Information Retrieval: Algorithms and Heuristics
Review of Grossman and Frieder's book on information retrieval, algorithms and heuristics
Dr. E. Garcia
Mi Islita.com
Email | Last Update: 09/03/05
Topics
Information Retrieval
Audience
Structure
Highlights
Comments
Recommendations
References
Information Retrieval: Algorithms and Heuristics
By David A. Grossman and Ophir Frieder. Springer, 2nd Edition, 2004, 332p., illus., biblio., index. (The Kluwer International Series on Information Retrieval). ISBN 1-4020-3004-5 (PB) $38.00.
Audience
Information Retrieval is a textbook for computer science students and a reference book for IR practitioners.
Structure
The book structure consists of a Contents, List of Figures, Forewords, Acknowledgments, nine chapters, References and Index sections. With forewords by Bruce Croft, each chapter of the book ends with a Summary and Exercises section. The first part of the book addresses relevancy and algorithms, while the second part focuses on architecture.
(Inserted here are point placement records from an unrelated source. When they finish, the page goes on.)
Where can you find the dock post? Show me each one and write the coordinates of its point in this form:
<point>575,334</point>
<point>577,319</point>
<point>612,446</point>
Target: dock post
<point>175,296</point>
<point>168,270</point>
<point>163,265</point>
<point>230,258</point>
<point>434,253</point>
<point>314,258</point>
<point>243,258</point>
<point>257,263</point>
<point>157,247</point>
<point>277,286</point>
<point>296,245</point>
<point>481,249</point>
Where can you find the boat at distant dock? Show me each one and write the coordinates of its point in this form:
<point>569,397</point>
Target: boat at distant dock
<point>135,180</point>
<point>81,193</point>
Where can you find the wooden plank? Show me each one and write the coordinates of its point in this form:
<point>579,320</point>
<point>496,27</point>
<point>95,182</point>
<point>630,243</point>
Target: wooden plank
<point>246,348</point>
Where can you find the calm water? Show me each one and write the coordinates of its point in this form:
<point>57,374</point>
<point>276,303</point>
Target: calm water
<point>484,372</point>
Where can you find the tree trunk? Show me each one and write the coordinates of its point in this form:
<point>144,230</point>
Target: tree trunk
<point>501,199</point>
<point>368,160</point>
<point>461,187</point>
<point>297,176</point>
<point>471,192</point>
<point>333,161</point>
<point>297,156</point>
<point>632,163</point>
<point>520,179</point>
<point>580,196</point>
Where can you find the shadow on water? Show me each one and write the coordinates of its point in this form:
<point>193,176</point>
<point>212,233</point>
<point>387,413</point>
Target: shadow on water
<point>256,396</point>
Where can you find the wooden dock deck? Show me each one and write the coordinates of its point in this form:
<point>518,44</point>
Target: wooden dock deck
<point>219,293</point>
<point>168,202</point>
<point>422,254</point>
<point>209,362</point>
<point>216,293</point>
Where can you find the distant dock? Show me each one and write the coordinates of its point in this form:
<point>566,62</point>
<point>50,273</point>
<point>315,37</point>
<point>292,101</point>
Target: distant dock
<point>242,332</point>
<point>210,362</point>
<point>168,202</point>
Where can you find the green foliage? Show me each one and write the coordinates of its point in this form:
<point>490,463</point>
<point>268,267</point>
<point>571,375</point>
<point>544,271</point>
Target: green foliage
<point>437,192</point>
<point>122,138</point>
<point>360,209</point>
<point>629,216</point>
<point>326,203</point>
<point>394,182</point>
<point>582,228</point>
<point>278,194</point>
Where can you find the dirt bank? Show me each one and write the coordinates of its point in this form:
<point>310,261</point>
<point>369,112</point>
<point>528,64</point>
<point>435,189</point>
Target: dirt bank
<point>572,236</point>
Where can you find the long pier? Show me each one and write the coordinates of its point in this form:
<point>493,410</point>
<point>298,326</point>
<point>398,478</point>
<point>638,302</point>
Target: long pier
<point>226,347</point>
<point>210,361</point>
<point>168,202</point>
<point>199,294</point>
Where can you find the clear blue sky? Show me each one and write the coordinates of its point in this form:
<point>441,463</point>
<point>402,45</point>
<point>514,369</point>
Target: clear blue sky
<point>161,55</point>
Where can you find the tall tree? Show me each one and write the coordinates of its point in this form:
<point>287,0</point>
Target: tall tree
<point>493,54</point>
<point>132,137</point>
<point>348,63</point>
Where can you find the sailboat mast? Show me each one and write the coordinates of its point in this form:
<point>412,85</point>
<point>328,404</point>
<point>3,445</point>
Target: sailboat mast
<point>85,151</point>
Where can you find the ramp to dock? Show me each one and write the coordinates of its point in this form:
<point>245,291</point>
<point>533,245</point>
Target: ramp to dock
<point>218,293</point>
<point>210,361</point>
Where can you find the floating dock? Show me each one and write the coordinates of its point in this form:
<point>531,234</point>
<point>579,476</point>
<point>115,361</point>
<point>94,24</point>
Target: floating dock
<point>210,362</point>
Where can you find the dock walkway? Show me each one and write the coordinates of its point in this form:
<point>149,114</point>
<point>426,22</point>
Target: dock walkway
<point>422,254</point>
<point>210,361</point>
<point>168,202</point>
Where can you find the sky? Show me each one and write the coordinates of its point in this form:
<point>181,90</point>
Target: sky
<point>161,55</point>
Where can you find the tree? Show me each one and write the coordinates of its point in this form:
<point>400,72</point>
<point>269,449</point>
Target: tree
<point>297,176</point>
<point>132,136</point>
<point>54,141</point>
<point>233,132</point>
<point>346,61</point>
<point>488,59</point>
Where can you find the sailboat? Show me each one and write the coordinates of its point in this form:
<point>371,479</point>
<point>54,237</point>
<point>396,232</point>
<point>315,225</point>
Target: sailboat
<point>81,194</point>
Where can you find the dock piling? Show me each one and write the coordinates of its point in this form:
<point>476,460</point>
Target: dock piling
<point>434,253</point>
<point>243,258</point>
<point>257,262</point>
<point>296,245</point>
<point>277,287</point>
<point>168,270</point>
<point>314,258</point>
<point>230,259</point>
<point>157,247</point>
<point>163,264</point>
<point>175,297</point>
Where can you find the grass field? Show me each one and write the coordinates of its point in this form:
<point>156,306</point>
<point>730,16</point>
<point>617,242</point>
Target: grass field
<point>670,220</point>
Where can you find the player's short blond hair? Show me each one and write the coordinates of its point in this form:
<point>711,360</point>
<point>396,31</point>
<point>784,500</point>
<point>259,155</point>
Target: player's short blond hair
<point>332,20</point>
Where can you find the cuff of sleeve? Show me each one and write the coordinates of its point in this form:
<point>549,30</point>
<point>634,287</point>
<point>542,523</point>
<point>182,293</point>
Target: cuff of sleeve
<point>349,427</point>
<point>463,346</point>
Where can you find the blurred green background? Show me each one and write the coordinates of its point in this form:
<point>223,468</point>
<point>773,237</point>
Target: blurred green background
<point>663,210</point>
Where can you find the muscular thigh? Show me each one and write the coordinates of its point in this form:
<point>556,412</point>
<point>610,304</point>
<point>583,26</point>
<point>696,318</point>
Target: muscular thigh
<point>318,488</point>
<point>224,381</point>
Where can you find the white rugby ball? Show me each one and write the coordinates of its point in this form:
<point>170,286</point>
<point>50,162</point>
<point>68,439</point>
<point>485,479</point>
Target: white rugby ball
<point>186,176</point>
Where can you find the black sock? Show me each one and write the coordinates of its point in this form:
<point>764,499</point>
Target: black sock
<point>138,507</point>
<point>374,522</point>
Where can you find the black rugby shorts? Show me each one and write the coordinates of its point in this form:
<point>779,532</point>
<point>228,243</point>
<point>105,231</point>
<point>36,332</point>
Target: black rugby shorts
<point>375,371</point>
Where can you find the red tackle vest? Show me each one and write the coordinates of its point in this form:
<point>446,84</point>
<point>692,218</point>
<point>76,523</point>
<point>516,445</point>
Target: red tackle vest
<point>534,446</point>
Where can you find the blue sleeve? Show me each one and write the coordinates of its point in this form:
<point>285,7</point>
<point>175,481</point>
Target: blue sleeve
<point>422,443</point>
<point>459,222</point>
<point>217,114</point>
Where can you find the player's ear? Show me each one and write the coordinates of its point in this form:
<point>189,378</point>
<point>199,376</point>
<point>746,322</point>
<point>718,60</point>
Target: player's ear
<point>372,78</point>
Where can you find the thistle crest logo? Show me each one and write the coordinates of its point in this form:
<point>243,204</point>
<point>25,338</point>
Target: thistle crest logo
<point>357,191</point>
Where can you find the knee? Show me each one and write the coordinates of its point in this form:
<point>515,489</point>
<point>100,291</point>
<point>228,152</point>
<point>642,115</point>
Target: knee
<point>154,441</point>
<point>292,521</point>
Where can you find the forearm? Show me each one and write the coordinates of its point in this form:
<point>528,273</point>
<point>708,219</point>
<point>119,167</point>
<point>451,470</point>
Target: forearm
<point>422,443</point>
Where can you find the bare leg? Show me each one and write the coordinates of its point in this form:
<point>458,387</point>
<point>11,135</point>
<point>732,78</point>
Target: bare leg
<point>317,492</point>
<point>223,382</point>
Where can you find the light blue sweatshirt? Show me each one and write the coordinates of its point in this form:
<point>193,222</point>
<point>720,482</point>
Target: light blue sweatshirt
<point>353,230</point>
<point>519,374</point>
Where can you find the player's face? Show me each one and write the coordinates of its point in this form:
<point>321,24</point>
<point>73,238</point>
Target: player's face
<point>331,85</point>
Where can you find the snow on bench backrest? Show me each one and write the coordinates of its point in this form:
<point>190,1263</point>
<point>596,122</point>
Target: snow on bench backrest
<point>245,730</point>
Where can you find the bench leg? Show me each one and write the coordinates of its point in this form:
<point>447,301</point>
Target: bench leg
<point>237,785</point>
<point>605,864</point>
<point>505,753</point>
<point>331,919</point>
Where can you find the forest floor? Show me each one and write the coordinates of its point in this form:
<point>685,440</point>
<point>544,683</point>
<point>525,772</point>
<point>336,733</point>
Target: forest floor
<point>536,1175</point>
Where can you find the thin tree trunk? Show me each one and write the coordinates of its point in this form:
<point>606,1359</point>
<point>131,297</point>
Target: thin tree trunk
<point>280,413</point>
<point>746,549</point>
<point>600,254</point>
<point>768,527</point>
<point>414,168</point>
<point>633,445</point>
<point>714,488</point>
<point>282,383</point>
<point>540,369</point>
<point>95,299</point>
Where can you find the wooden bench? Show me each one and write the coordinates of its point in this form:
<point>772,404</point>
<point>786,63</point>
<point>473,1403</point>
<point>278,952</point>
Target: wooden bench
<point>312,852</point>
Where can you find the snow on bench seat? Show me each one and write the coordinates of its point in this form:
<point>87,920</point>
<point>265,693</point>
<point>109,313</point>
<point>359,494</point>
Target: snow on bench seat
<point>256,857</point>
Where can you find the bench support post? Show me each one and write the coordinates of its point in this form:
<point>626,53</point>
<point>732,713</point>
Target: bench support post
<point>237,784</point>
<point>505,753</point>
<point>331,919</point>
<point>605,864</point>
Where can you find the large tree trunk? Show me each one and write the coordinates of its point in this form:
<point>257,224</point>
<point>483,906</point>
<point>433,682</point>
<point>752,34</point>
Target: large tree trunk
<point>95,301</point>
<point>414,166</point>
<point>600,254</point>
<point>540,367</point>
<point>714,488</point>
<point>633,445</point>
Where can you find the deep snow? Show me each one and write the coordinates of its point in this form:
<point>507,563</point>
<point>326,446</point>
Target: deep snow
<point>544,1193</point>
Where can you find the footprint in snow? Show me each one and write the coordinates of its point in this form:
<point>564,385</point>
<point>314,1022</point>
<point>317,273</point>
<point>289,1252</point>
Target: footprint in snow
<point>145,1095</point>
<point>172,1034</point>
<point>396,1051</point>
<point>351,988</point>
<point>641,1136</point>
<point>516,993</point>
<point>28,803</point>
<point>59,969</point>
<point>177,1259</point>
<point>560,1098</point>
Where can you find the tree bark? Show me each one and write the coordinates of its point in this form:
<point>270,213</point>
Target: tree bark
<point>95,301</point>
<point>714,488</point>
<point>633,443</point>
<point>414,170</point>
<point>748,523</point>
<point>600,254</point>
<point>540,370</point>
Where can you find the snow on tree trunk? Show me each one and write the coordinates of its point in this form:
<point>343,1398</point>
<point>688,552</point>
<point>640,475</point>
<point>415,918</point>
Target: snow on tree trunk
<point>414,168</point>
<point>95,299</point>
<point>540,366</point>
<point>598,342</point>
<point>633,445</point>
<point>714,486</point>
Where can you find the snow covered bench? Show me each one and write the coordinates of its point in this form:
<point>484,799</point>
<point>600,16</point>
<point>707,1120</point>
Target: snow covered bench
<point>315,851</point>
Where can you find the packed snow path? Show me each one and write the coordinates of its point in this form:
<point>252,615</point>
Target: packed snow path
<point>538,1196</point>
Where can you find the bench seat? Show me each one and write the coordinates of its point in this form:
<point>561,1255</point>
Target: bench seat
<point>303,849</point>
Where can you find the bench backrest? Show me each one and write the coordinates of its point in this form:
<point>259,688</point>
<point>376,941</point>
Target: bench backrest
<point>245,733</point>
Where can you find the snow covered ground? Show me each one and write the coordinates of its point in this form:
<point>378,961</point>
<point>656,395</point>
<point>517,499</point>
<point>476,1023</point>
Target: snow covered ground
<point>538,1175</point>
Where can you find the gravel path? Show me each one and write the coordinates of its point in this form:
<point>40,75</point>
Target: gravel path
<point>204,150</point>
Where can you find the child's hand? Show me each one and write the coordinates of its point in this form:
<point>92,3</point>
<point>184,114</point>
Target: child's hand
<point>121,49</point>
Subjects: Computer Science, Information Retrieval, Internet, Search Engines
Table of Contents
Dedication v
List of Figures xi
Foreword xiii
Preface xv
Acknowledgments xix
1. Introduction 1
2. Retrieval Strategies 9
3. Retrieval Utilities 93
4. Cross-Language Information Retrieval 149
5. Efficiency 181
6. Integrating Structured Data and Text 211
7. Parallel Information Retrieval 257
8. Distributed Information Retrieval 275
9. Summary and Future Directions 291
References 299
Index 331
Highlights
Chapter 1 briefly discusses precision and recall curves and states that the primary focus of the book is the ad hoc aspect of IR; i.e., the retrieval of relevant information in response to user queries.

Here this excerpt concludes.